Figure 4: Potential ecological risk indices of soils and sediments from the sampling sites at the La Zacatecana Lagoon.

The results show high concentrations of Pb, As, and to a lesser extent Hg in the La Zacatecana Lagoon sediments. However, the metal distribution heat maps indicate that the accumulation of above metals is mainly localized in the northwest sediments of this water body. Therefore, considering that most crops grown in the bed of the lagoon in the dry season are used for local consumption, care should be exercised to avoid using this particular section for agricultural use. The latter is to avoid the possibility of introducing these contaminants into the food web trophic structure.

4. Conclusions

Based on Mexican and Canadian reference values for agricultural soils, our results show that soils and sediments of the La Zacatecana Lagoon are contaminated with Pb, As, and Hg. Highest contamination levels were found in the northwest zone of the study area.
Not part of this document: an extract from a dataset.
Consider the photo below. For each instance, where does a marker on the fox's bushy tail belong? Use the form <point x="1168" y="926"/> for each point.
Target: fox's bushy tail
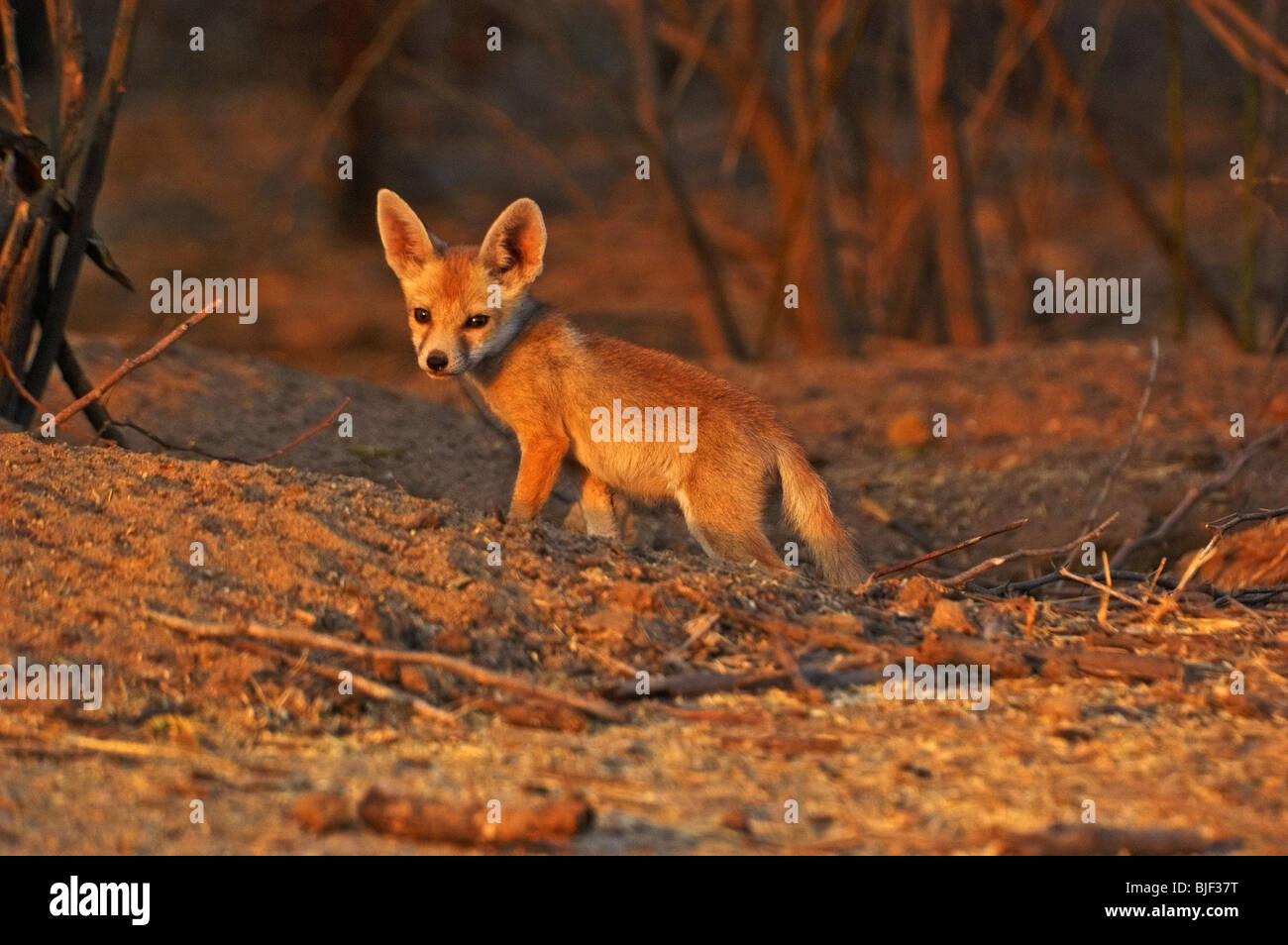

The most abundant metal in the system was Pb, but its high concentrations were probably not as harmful as seems apparent since sequential extraction tests indicated that most of the Pb (76%) were in an unavailable form bound to Fe and Mn oxides as well as organic matter. Based on Igeo and ERI indices, Site VIII was the most contaminated (especially with Pb) of all sites in the sampling areas. High concentrations of available Pb at Site VIII could also be due to the high redox potential and to the low percentage of organic matter found in the soil of this site. The results obtain suggest that the population living around the La Zacatecana Lagoon should be tested for Hg, As, and Pb levels in blood and urine. This is recommended as a safety measure to discard possible health complications due to heavy metal contamination, particularly in children and the elderly, which constitute the most vulnerable segment of the population.

Conflicts of Interest

The authors declare that there are no conflicts of interest regarding the publication of this research.

Acknowledgments

This research was funded by the Consejo Nacional de Ciencia y Tecnología (CONACYT, Mexico) through project FOINS-214108. The authors thank Laura Yamamoto Flores from the Universidad Autónoma de Aguascalientes and Luis E. Hernández Rodríguez and José Antonio Vera Nuñez from Cinvestav for technical assistance.